The Red Sox won 97 games and the American League East in 2013 after losing 93 games and finishing in last place in 2012.
After Boston won the pennant, Mets fan Michael Torres on Twitter asked if it was possible the Mets could make similar acquisitions that Boston made last winter, suggesting the Mets could enjoy a similar level of success next season.
The Red Sox acquired a lot of mid-level free agents on shorter-term deals, such as Mike Napoli, Shane Victorino, Stephen Drew, among others, all of whom came with risk. These are the kinds of deals Sandy Alderson has envisioned signing since the day he arrived here, as they promote both roster and payroll flexibility with the ability to augment the roster as needed. This strategy can be successful regardless of payroll size. And, GM's around the game are clearly trying to avoid signing as many long-term contracts as possible.
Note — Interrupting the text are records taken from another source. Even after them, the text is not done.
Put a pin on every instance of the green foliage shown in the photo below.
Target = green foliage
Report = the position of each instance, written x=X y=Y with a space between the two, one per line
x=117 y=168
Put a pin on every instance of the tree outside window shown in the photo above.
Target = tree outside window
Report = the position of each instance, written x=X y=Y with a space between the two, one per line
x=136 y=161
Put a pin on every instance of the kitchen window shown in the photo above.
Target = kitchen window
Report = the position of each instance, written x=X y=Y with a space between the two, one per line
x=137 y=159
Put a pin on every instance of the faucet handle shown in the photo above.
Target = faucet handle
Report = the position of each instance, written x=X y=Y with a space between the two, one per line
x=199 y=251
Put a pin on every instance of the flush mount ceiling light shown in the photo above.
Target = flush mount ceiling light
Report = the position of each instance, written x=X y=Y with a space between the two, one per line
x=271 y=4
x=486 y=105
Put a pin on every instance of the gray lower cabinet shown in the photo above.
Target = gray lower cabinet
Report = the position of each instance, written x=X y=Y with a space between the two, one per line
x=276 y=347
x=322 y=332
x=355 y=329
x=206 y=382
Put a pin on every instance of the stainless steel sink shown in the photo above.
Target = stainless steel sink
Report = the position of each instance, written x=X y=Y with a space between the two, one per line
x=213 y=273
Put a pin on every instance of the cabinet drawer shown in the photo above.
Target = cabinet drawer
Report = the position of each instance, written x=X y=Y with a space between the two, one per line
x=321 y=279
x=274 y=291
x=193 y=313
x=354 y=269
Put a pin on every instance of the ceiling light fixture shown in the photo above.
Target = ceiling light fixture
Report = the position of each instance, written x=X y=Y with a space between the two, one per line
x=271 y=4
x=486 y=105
However, this model isn't so cut and dry...
First off, the Red Sox changed the culture by firing Bobby Valentine and hiring John Farrell last winter. They also depended on a ton of luck when they acquired their new crop players. For instance, it wasn't clear Napoli would stay healthy, let alone succeed as much as he did defensively this season. It also wasn't clear Victorino would bounce back the way he did, and so on...
Boston also already had Jon Lester, Dustin Pedroia, David Ortiz, Clay Buchholz and Jacoby Ellsbury, all of whom have track records of success. They didn't commit to a complete rebuild - they mostly retooled their roster with shorter-term investments.
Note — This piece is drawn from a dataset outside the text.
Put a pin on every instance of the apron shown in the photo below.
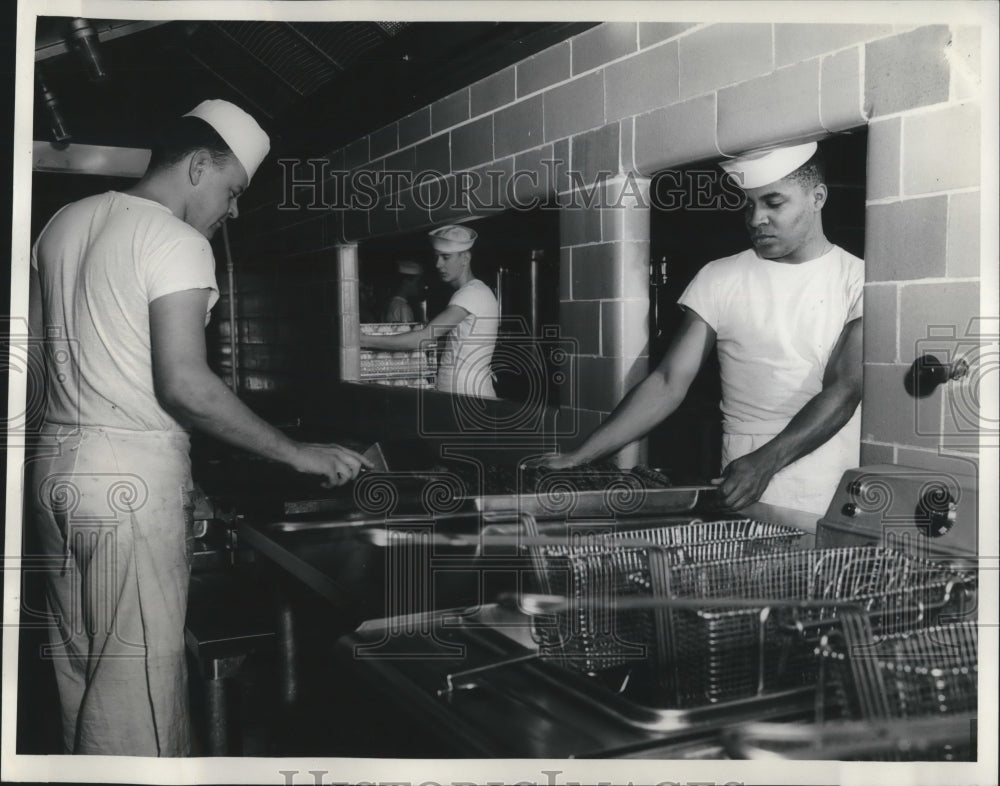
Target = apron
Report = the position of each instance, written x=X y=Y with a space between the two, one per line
x=114 y=514
x=809 y=483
The Mets, on the other hand, have committed to rebuilding, regardless of what anyone says. They stripped their roster of their contractual albatrosses - both through trade and patience over the last three years. What's left is David Wright, a lot of promising young pitchers both on the roster and in the pipeline, and many position players who may or may not be able to start on any other team. That's basically it, and that's a huge difference between the two clubs.
That's not to say the Mets can't improve through similar-type deals this winter. With the setbacks and regressions on the big league roster in 2013 - which Sandy Alderson has publicly acknowledged exists - it would be naive of anyone to think the Mets front office doesn't still have a lot of work to do to get to the stage the Red Sox have reached.